Ces images n'ont reçu leur réponse que ce matin, quand redescendre les marches, et se répéter que c'est perdu. Mais quand on perd quelque chose, c'est quelque part. Souvent se dire que depuis ces années, je n'avais jamais abandonné l'idée stupide de retrouver ce cahier grand format ; parce que ce cahier existe encore quelque part ; qu'il y a un peu de poussière de mes 17 ans entre les pages, et que peu importe même s'il a brûlé, je ne le saurais pas. Et se dire, cette évidence, que si j'écris, c'est depuis ce lieu là, cette idée impossible de la perte, cette image d'un feu qu'on invente pour soi comme pour le conjurer.

La machine n'a pas de feu à l'intérieur, elle avale.

Cela fait d'elle quelque chose de plus impacable, peut-être ; de plus rassurant surtout.

Il n'y aura pas de deuil.

3.2.08

déliaisons

rang serré pour éviter que quelque ne sorte en hurlant

ce que cette pièce vide produisait - immobilité sourde aux violences ; ce que la femme sur son banc défaisait - mailles de l'absence, d'un homme parti plus longtemps que le manque ; ce que l'homme dévisagé soudain dit, l'homme qui est en moi incapable de parler d'autre chose que de son absence - la question posée au désir qui grandit à mesure que le désir s'effondre.

on dirait que de cette pièce vide surgissait la présence de cette femme au tricot sur le banc, qui effaçait toute question sur mes lèvres ; mais dans la moiteur de la chambre, c'est moins l'absence et le manque qu'on conjure, que la distance des corps qu'on creuse.

2.2.08

temps de connexion infini


La vitesse de connexion est si fragile, qu'elle est instantanée - non pas véritablement immédiate, mais ponction du temps à l'instant, poids de la seconde qui remplace l'instant ; c'est ça : mesure de l'instant, à l'aune duquel l'instant trouve son échelle.

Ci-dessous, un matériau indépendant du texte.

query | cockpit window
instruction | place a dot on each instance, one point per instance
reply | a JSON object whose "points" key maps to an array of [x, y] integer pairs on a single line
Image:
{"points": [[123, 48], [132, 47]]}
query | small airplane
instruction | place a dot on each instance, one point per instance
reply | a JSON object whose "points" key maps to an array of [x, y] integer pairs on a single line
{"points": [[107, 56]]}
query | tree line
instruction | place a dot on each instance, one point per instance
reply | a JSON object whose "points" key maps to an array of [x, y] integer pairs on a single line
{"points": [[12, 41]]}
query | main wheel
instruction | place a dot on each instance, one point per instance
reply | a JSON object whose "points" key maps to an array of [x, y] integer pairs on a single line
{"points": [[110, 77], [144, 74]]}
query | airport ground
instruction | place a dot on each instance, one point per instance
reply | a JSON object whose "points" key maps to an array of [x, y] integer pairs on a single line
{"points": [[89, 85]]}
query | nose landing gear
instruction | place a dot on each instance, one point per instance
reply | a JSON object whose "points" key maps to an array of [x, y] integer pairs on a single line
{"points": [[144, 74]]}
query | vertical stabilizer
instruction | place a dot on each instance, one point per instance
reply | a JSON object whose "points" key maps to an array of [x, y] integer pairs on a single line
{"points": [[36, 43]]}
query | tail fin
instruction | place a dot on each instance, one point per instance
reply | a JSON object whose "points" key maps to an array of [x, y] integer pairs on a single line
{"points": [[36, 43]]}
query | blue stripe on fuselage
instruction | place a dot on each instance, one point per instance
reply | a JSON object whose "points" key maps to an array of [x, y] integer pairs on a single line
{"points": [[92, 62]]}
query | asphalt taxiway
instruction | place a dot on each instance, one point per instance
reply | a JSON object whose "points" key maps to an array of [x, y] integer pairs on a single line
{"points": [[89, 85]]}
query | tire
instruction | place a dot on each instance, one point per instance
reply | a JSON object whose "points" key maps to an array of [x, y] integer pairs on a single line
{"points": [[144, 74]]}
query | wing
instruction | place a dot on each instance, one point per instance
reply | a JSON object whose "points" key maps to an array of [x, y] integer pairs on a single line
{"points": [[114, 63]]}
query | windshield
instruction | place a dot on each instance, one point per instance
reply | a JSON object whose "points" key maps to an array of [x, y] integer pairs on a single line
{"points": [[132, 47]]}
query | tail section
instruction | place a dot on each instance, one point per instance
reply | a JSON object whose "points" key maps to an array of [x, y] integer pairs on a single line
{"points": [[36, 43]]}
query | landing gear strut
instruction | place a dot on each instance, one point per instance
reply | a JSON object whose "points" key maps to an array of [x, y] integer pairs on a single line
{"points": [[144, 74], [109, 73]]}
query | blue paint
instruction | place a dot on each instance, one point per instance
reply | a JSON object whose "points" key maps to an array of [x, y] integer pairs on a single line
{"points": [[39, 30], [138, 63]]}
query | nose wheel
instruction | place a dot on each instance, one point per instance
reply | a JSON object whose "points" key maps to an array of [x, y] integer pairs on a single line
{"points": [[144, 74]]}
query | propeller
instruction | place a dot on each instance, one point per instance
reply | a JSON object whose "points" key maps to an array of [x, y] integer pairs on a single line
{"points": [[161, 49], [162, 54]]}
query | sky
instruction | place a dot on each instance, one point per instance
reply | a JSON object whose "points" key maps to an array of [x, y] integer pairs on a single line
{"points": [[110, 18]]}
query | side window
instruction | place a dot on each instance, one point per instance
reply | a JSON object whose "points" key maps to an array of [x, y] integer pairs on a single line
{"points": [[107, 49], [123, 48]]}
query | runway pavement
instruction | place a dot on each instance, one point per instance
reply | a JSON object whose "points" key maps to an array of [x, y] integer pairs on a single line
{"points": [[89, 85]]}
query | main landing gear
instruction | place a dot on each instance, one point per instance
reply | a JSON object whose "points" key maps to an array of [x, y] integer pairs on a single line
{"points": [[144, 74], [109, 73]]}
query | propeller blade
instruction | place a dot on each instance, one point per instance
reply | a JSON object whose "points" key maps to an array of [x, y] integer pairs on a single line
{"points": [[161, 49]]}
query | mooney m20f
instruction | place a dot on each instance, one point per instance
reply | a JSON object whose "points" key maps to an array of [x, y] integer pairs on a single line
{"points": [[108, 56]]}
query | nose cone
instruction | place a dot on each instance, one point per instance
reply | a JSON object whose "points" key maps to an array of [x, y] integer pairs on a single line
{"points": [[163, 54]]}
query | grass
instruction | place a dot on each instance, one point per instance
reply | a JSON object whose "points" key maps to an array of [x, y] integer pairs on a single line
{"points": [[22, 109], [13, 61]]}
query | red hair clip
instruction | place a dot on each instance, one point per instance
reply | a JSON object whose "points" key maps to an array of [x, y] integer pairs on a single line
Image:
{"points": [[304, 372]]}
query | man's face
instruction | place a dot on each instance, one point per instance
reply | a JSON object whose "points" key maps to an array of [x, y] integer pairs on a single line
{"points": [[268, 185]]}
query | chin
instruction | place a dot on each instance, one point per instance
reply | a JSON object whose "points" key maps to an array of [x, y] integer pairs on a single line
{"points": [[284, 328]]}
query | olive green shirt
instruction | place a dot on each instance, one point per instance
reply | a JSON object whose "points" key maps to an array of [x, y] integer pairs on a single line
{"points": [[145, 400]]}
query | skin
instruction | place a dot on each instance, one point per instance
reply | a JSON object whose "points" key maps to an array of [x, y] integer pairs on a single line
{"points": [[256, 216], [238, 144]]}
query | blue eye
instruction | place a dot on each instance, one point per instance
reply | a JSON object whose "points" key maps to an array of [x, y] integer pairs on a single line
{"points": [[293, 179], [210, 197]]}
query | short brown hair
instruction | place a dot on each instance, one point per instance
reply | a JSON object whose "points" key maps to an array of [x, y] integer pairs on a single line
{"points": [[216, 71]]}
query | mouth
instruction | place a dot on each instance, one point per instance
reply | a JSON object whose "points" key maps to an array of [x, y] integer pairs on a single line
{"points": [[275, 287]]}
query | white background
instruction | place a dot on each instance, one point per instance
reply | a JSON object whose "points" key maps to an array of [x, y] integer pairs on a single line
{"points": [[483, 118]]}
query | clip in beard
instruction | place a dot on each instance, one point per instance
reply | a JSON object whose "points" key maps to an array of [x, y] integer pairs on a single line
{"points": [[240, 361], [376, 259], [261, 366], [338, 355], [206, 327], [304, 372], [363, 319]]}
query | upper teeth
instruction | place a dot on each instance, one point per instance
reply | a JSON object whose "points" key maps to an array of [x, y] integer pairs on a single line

En rage, en rage il dit la durée que met l'instant à advenir, il râle sur la lenteur de connexion, quand c'est de la longueur de l'instant à advenir qui le fait ralentir à lui même, et râler ; alors le temps tout autour, contretemps balancé par les mouvements des nuages, se met à accélérer jusqu'à s'immobiliser parfaitement sur l'instant enfin parvenu jusqu'ici.

Au passage, il était midi.

1.2.08

mieux prononcer



"The Desperate Kingdom of Love", PJ Harvey ;
reprise par Up to the Ground, 2007


Après midi passé comme un autre à empiler les lignes, comme on capitalise le temps ; lignes inutiles et qu'on ne reliera pas ; temps mort-né du temps passé à se coucher sur lui, cuisson lente à l'étouffé, et moi dessous, et moi en dehors


- travail pénible de pierres qu'on déplace de plus en haut pour les voir de plus en plus en vite redescendre, et l'image éculée charrie avec elle toutes les autres sous lesquelles se tenir ; penser un jour à creuser des tunnels à travers la montagne pour traverser sans être vu, et arrivé au matin de l'autre côté, plaisir (j'imagine déjà chaque seconde) de recracher les pierres cachées dans la bouche tout ce temps, qui nous ont servis à mieux prononcer les mots empêchés, les mots sans lettre et sans signe de ces après-midi là.